Dans la seconde partie, l’auteur apporte alors des éléments d’explication sur le contexte dans lequel s’est effectuée cette adhésion en analysant tout particulièrement les difficultés que soulevait l’intégration de la RDA dans l’Europe. En réalité, l’adhésion a été préférée à l’intégration par l’élaboration d’une constitution définitive en raison de trois arguments résumés par S. Herold : « premièrement, la Loi fondamentale avait fait ses preuves [...] Deuxièmement, la procédure de réunification serait simplifiée [...] Troisièmement, de lourdes conséquences sur le plan de la politique extérieure, par exemple l’affiliation à la CEE, seraient évitées. L’ex-RDA serait intégrée sans complication dans le système politique des droits et des devoirs internationaux de la RFA » (p. 69). Ces arguments ont eu d’autant plus de poids que l’adhésion en vertu de l’article 23 offrait toujours la possibilité de rédiger ultérieurement une nouvelle constitution, en vertu de l’article 146. Dès lors, après que les cinq Länder de l’Est eurent adhéré à la Loi fondamentale, l’ex-RDA fut intégrée de facto au système juridique de la Communauté européenne, alors que cette région, qui a une situation comparable à d’autres pays de l’Est, ne répond toujours pas à toutes les exigences imposées par l’Union européenne. L’ancienne Allemagne de l’Est connaît effectivement de graves problèmes économiques et sociaux. L’adhésion immédiate à la Loi fondamentale n’a pas vraiment donné la possibilité aux citoyens de l’ex-RDA d’apporter une contribution active à l’unification et l’application de l’article 23 a finalement fait de deux États avec un peuple, un État avec deux peuples (p. 80).
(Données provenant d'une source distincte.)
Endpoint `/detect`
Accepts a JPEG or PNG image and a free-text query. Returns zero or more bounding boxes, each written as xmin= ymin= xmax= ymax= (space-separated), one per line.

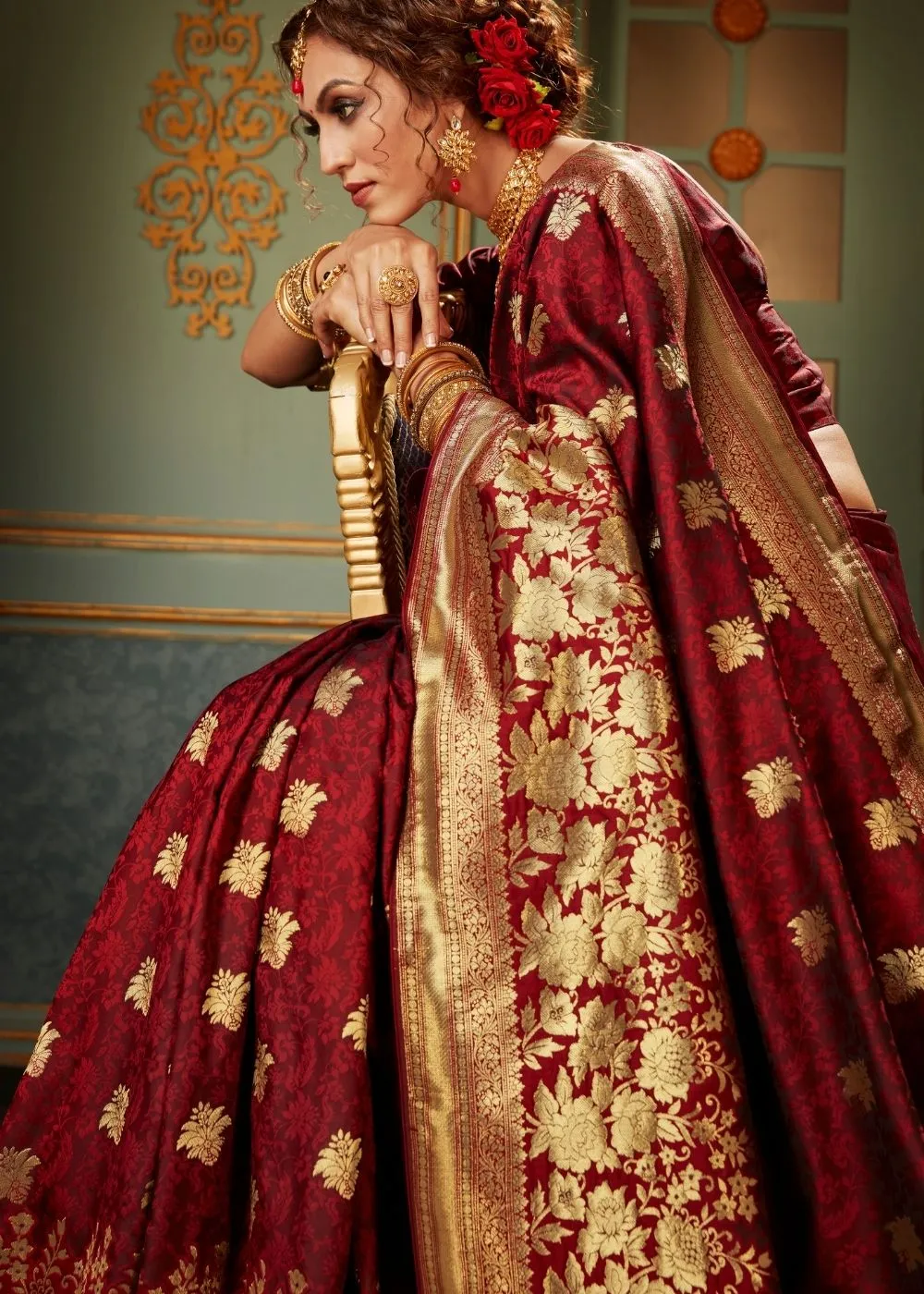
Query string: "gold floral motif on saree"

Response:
xmin=484 ymin=408 xmax=770 ymax=1294
xmin=124 ymin=958 xmax=156 ymax=1016
xmin=219 ymin=840 xmax=269 ymax=898
xmin=187 ymin=711 xmax=219 ymax=766
xmin=154 ymin=831 xmax=188 ymax=889
xmin=879 ymin=947 xmax=924 ymax=1006
xmin=25 ymin=1019 xmax=61 ymax=1078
À l’Est, la grande majorité des citoyens se considèrent ainsi comme des « citoyens de deuxième classe » (p. 80) par leur manque de connaissance du système de l’Allemagne fédérale, par les désavantages économiques et sociaux dont ils sont victimes, par les différences linguistiques entre l’Ouest et l’Est, par la difficile adaptation au système libéral, par la désindustrialisation et par la ruine de plusieurs entreprises est-allemandes provoquée par la mise à niveau brutale des salaires avec l’Ouest. Bref, S. Herold résume bien la situation ambiguë de l’Est de l’Allemagne : « si personne ne veut retrouver la RDA, personne non plus ne souhaite la perdre » (p. 86). Derrière cet attachement à un État perdu se cache évidemment le désir à l’autodétermination politique d’un peuple en quête de démocratie.

Ainsi, le cas de l’adhésion de la RDA à la RFA et de son intégration dans la Communauté européenne donne-t-il à réfléchir plus globalement sur les pratiques politiques contemporaines qui ont eu tendance à s’éloigner des problématiques locales. L’échec de l’immense mouvement de démocratie directe née de la chute du rideau de fer en Allemagne de l’Est est symptomatique du fonctionnement politique des institutions de l’Union européenne. Récemment, le rejet français et néerlandais de la Constitution européenne, au-delà des enjeux nationaux, a montré une volonté certaine de se réapproprier la politique en dénonçant un texte élaboré et imposé par une commission constituante qui n’avait pas la légitimité populaire, en tout cas qui n’avait pas été directement désignée par les peuples européens. L’ouvrage de S. Herold montre avec finesse que l’exemple de l’intégration de l’ex-RDA contenait en germe ce que l’Union européenne aurait pu éviter au niveau transeuropéen.